This document describes the current security design and operational practices for the AdriansVevside application.

The goal is:

• No secrets in source control.
• Clear separation between local development and production.
• Predictable and auditable access to data and services.

• ASP.NET Core 8 MVC application.
• Hosted on Azure App Service.
• Data stored in Azure SQL Database (Adrians_db) in production.
• Local development uses SQL Server LocalDB.
• Outbound HTTP to external APIs (e.g. football-data.org) via typed HttpClient.

• Runs locally on the developer machine.
• Uses ConnectionStrings:DefaultConnection from appsettings.json:
  • Server=(localdb)\MSSQLLocalDB;Database=vigdalsVevside;...
• No production data should be used in development.
• API keys and other secrets should be provided via:
  • dotnet user-secrets or
  • environment variables.

• Runs on Azure App Service.
• Uses Azure Key Vault for all sensitive configuration.

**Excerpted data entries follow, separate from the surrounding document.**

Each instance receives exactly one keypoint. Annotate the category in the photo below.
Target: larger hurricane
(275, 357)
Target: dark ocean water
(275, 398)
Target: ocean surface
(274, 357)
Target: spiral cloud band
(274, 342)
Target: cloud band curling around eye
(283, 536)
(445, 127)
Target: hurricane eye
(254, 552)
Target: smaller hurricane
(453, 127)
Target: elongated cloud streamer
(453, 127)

• appsettings.json contains:

  • a non-sensitive local dev connection string (DefaultConnection).
  • KeyVault:Url (not a secret).

• On startup, Program.cs:

  1. Reads KeyVault:Url from configuration.

  2. Adds Azure Key Vault as a configuration provider using DefaultAzureCredential.

  3. Selects connection string based on environment:

     if (builder.Environment.IsDevelopment())
     {
         connectionString = builder.Configuration.GetConnectionString("DefaultConnection");
     }
     else
     {
         connectionString = builder.Configuration["db-connection-adriansvevside"];
     }

• In production, the database connection string is stored as a secret in Key Vault with the name:

  • db-connection-adriansvevside

• The App Service uses Managed Identity (or a dedicated service principal) with the role:

  • Key Vault Secrets User (or equivalent) on the vault.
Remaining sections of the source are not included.